A primeira mulher a disputar o Executivo do Estado foi Rita de Cássia Gomes Lima (Prona), em 1994
Sem mulheres na cabeça de chapa, a disputa pelo governo de Mato Grosso do Sul em 2026 volta a evidenciar a dificuldade de candidaturas femininas alcançarem o principal cargo do Executivo estadual. Até o momento, nomes como Eduardo Riedel (PP), Fábio Trad (PT), João Henrique Catan (Novo), Lucien Rezende (Psol), Renato Gomes (DC) e Jeferson Bezerra (Agir) aparecem como pré-candidatos, todos homens.
Na atual configuração, a única mulher em chapa majoritária é Gilda Maria dos Santos (PT), esposa de Zeca do PT, indicada como pré-candidata a vice-governadora na composição encabeçada por Fábio Trad (PT).
O cenário reforça um histórico de baixa participação feminina. A primeira mulher a disputar o governo do Estado foi Rita de Cássia Gomes Lima (Prona), em 1994. Anos depois, em 2002, a então deputada federal Marisa Serrano (PSDB) chegou ao segundo turno da eleição, registrando o desempenho mais expressivo de uma mulher na disputa pelo Executivo estadual.
Mesmo com esse avanço pontual, a presença feminina nunca se consolidou. Em 2022, por exemplo, duas mulheres voltaram a disputar o governo, Rose Modesto e Giselle Marques, mas nenhuma chegou à fase final da eleição.
Para a vereadora Luiza Ribeiro (PT), a ausência atual não é pontual, mas resultado de uma estrutura que limita a participação das mulheres desde a base. “Avalio como um reflexo de uma construção social que ainda coloca a mulher em um lugar muito restrito, ligado ao cuidado da casa, dos filhos e da família. Isso impacta diretamente na participação política”, afirma.
Ela destaca que o problema também passa pelos partidos. “Existe uma combinação de fatores. Um deles é a própria estrutura social, que ainda sobrecarrega a mulher com responsabilidades domésticas. Outro ponto é a organização dos partidos, que seguem, em sua maioria, com estruturas hierárquicas dominadas por homens”, diz.
Segundo a parlamentar, sem mudanças internas, o cenário tende a se repetir. “Falta incentivo, falta investimento e, principalmente, falta abrir espaço de fato”, completa.
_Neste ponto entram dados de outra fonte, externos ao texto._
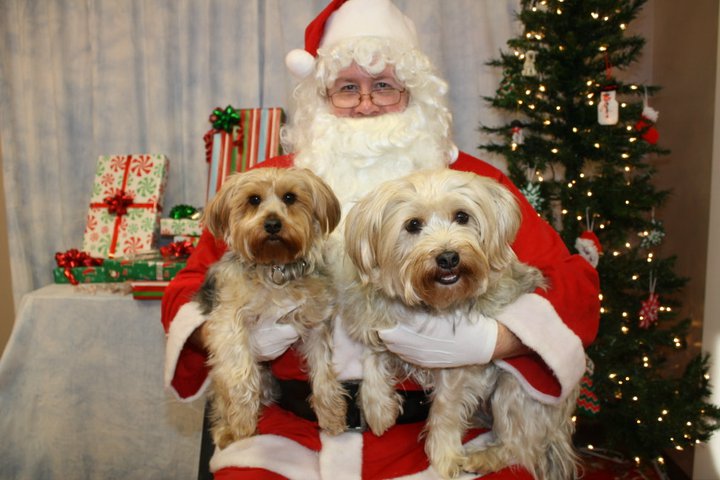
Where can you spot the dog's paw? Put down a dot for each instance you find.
(449, 466)
(483, 461)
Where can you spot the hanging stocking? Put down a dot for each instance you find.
(529, 65)
(517, 134)
(588, 402)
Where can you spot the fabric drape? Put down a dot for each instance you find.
(83, 78)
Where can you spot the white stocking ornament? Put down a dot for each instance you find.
(608, 108)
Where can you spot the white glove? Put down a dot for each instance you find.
(432, 342)
(270, 339)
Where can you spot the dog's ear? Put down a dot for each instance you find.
(326, 205)
(216, 215)
(362, 227)
(504, 212)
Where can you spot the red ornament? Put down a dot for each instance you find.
(649, 311)
(646, 125)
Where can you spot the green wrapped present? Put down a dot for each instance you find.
(156, 267)
(180, 226)
(76, 275)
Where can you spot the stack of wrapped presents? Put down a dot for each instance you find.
(129, 237)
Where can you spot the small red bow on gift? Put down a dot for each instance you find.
(119, 203)
(177, 249)
(75, 258)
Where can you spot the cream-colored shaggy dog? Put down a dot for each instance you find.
(436, 246)
(275, 223)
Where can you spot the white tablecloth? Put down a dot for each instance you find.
(81, 393)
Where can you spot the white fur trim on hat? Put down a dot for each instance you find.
(341, 20)
(369, 18)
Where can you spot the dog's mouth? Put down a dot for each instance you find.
(447, 278)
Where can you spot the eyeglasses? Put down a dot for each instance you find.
(383, 97)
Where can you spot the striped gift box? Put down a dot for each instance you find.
(255, 139)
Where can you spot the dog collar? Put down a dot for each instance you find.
(281, 274)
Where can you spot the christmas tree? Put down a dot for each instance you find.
(579, 140)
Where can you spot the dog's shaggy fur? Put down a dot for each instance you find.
(275, 223)
(436, 246)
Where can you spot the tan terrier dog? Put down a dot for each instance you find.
(275, 223)
(436, 246)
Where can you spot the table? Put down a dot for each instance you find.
(81, 394)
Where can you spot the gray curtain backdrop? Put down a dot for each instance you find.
(83, 78)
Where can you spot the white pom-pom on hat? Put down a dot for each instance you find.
(343, 19)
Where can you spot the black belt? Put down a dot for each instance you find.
(294, 396)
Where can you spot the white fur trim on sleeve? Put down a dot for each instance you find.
(187, 319)
(270, 452)
(347, 354)
(535, 322)
(341, 456)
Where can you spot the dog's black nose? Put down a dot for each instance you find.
(272, 225)
(448, 260)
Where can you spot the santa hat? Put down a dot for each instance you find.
(343, 19)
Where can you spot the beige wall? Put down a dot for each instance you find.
(7, 311)
(707, 457)
(684, 43)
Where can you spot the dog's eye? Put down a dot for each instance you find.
(289, 198)
(414, 225)
(461, 217)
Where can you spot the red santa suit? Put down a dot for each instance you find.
(556, 324)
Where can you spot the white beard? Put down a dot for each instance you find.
(353, 155)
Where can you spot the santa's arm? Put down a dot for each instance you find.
(556, 323)
(559, 321)
(185, 368)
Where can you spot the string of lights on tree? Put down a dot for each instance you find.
(580, 141)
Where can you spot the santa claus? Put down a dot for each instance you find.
(371, 107)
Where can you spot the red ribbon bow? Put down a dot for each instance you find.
(118, 203)
(75, 258)
(178, 249)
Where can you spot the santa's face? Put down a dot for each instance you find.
(374, 90)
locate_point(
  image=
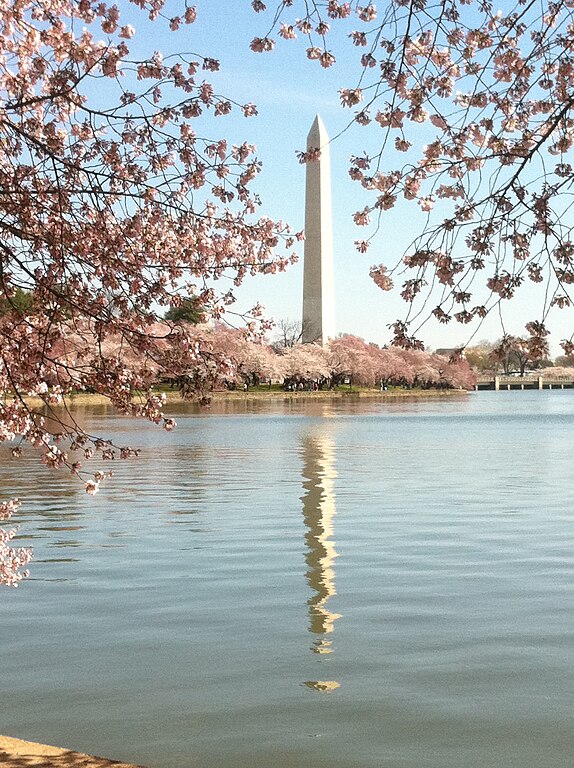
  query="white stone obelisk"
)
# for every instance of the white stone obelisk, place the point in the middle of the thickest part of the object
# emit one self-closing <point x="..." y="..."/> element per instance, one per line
<point x="318" y="283"/>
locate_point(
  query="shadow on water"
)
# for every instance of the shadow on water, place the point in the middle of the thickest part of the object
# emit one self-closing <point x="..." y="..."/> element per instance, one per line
<point x="319" y="508"/>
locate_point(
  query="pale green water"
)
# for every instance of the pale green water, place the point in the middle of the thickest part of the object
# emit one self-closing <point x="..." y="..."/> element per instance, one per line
<point x="418" y="555"/>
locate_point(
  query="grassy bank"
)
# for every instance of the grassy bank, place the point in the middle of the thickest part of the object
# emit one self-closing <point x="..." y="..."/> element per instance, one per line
<point x="275" y="393"/>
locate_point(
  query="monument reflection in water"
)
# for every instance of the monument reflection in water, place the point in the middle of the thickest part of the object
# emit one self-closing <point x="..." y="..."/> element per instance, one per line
<point x="318" y="513"/>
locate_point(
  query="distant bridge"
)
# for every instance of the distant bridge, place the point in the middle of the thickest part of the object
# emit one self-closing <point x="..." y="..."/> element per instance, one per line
<point x="544" y="381"/>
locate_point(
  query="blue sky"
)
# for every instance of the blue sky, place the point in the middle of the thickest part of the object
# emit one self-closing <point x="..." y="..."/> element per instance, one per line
<point x="289" y="91"/>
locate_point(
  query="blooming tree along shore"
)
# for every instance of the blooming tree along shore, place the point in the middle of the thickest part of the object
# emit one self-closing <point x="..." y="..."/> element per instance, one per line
<point x="121" y="199"/>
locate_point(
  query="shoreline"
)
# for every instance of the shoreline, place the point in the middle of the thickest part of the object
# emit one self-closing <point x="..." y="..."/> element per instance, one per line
<point x="17" y="753"/>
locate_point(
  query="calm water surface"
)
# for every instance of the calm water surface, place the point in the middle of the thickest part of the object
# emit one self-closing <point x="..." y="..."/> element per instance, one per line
<point x="326" y="584"/>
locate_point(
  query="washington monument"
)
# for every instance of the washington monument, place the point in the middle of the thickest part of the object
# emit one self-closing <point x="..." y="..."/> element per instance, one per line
<point x="318" y="322"/>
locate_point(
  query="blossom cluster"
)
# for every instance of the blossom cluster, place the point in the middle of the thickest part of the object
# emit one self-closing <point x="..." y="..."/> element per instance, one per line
<point x="12" y="559"/>
<point x="475" y="121"/>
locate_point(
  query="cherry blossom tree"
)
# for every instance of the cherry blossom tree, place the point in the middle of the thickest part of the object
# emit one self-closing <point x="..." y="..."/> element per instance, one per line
<point x="12" y="559"/>
<point x="470" y="112"/>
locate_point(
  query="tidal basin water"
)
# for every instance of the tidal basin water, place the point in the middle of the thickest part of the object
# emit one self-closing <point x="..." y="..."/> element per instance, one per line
<point x="300" y="583"/>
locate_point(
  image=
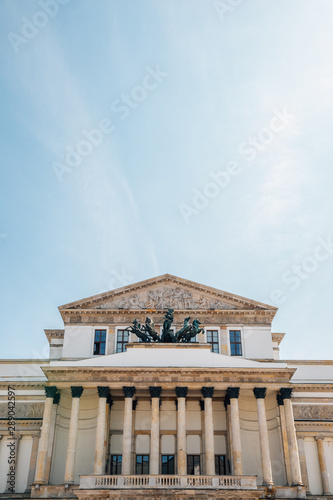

Já a vereadora Ana Portela (PL) aponta que a presença feminina na política ainda carrega marcas de participação limitada. “Por muito tempo nós, mulheres, fomos convidadas para entrar nas eleições só para cumprir a cota, que é aquele percentual de 30% exigido pela Justiça Eleitoral”, afirma.
Ela avalia que, apesar das dificuldades, há uma mudança em curso. “Hoje eu vejo que cada vez mais as mulheres querem participar da política, até porque nós temos um olhar diferenciado para tudo que fazemos na vida”, diz.
Ao falar do próprio partido, Ana Portela destaca o incentivo a novas lideranças femininas. “Hoje a gente tem a ex-primeira-dama Michelle Bolsonaro, que tem um movimento político feminino muito forte. Eu a vejo como uma liderança, e ela sempre defende que as mulheres precisam estar nos espaços de poder”, afirma.
“Tendo ela como referência, entendo que o meu partido quer, sim, eleger mais mulheres, não por serem mulheres, mas porque têm capacidade para ocupar esses espaços”, completa.
Mesmo assim, a vereadora reconhece que o avanço ainda depende de maior engajamento. “Acho que falta, dentro do nosso Estado, mais mulheres que queiram realmente lutar pelas pessoas e que entendam que a política impacta diretamente a vida da gente em tudo”, afirma.
Para as parlamentares, a repetição de chapas lideradas por homens não é apenas um reflexo eleitoral, mas resultado de barreiras estruturais que ainda limitam o acesso das mulheres aos espaços de poder. Sem mudanças internas nos partidos e maior incentivo às candidaturas femininas, a presença no topo das disputas segue como exceção no Estado.